7.2.2. Types of direct reaction

Because direct reactions involve only a few nucleons near the surface of the target nucleus, the possible reactions are rather limited—for example, it would not be possible to induce fission by a direct reaction. The principal types are:

• elastic and inelastic scattering—the ejectile is identical to the projectile, with the same kinetic energy (elastic) or reduced kinetic energy (inelastic);

• charge exchange—as the name indicates, reactions in which charge is exchanged between projectile and target, most obviously \((n,p)\) and \((p,n)\), but also \(^3\textnormal{He},^3\textnormal{H}\) or vice versa;

• transfer reactions—a nucleon (occasionally more than one) is transferred from projectile to target:

• stripping reaction—transfer is from projectile to target, e.g. \((d,p)\) or \((d,n)\);

• pick-up reaction—transfer is from target to projectile, e.g. \((p,d)\); knock-out reactions—a nucleon or light cluster (e.g. a particle) is knocked out of the target but not attached to the projectile, e.g. \((n,2n)\).

All of these can also take place via the compound-nucleus route. The direct reaction will dominate at high projectile energies and in the forward direction. Because direct reactions, despite the use of high-energy projectiles, only involve small energy transfers, they tend to populate low-level excited states, whereas compound-nucleus reactions typically involve higher levels of excitation (for a given projectile energy). Consequently, it is usually possible to disentangle the direct reaction contribution from the compound-nucleus route without too much ambiguity.

7.2.3. Applications of direct reactions

A key feature of direct reactions is that they tend to be very simple, since only a few nucleons are involved. This makes them easy to analyse theoretically, so they are extremely useful in understanding nuclear structure.

Since only a small fraction of the incident projectile energy is transferred in direct reactions, the cross section as a function of incident particle energy is smooth. The interesting observables are the energy and angular distributions of the ejected particle(s).

7.2.4. Elastic scattering and the optical model

Elastic scattering of a projectile by a target nucleus is analogous to diffraction of light around an obstacle, and similar diffraction patterns are observed. These are described using the optical model, which essentially treats the projectile as moving in a potential generated by the nucleons in the nucleus. The nucleus is not opaque to projectiles, so the diffraction minima do not go down to zero (this is sometimes referred to as the “cloudy crystal ball model”).

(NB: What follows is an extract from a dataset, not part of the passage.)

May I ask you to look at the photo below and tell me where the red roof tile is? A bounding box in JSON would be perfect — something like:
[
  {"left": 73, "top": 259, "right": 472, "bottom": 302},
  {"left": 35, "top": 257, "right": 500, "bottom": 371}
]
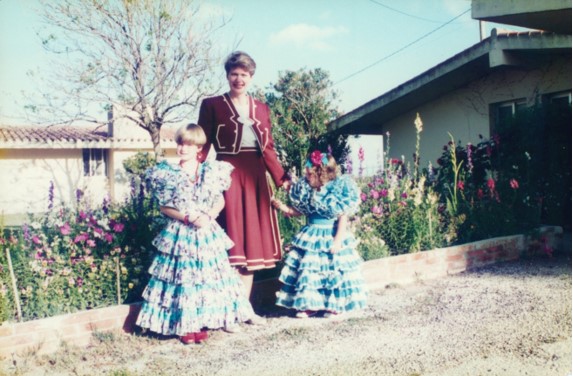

The potential used in the optical model takes into account the nuclear potential, the Coulomb potential (for charged projectiles), spin-orbit interactions, potentially non-spherical shapes, etc. It is in general complex: the imaginary part is there to account for projectiles that do not scatter elastically. The description of the data can be extremely good (see figure 3); it is usually better for simple projectiles such as protons and neutrons than for more complicated objects.

Fitting optical model parameters gives nuclear physicists information about the size, shape and spin of the target nucleus, which means that direct nuclear reactions are an important probe of overall nuclear properties.

7.2.5. Direct reactions and excited states

In compound-nucleus reactions, as we will see later, excited states of the compound nucleus can be observed as resonances in the cross section: it is more likely that the projectile will merge with the target nucleus if the total centre-of-mass energy corresponds to an excited state. This does not happen in direct reactions, because the projectile does not transfer all its energy to the target. However, as we saw earlier, if the final state contains only a single ejectile, the Q-value of the reaction can be deduced from the energy and angle of the ejectile, and hence excited states will cause peaks in the ejectile energy spectrum as measured at a specific scattering angle. The heights of the peaks can be used to deduce information about the spin of the state. The \((d,p)\) stripping reaction and its inverse, the \((p,d)\) pickup reaction, have historically been extremely important in such studies. Figure 4 shows results from a recent \((d,p)\) experiment on molybdenum and ruthenium isotopes.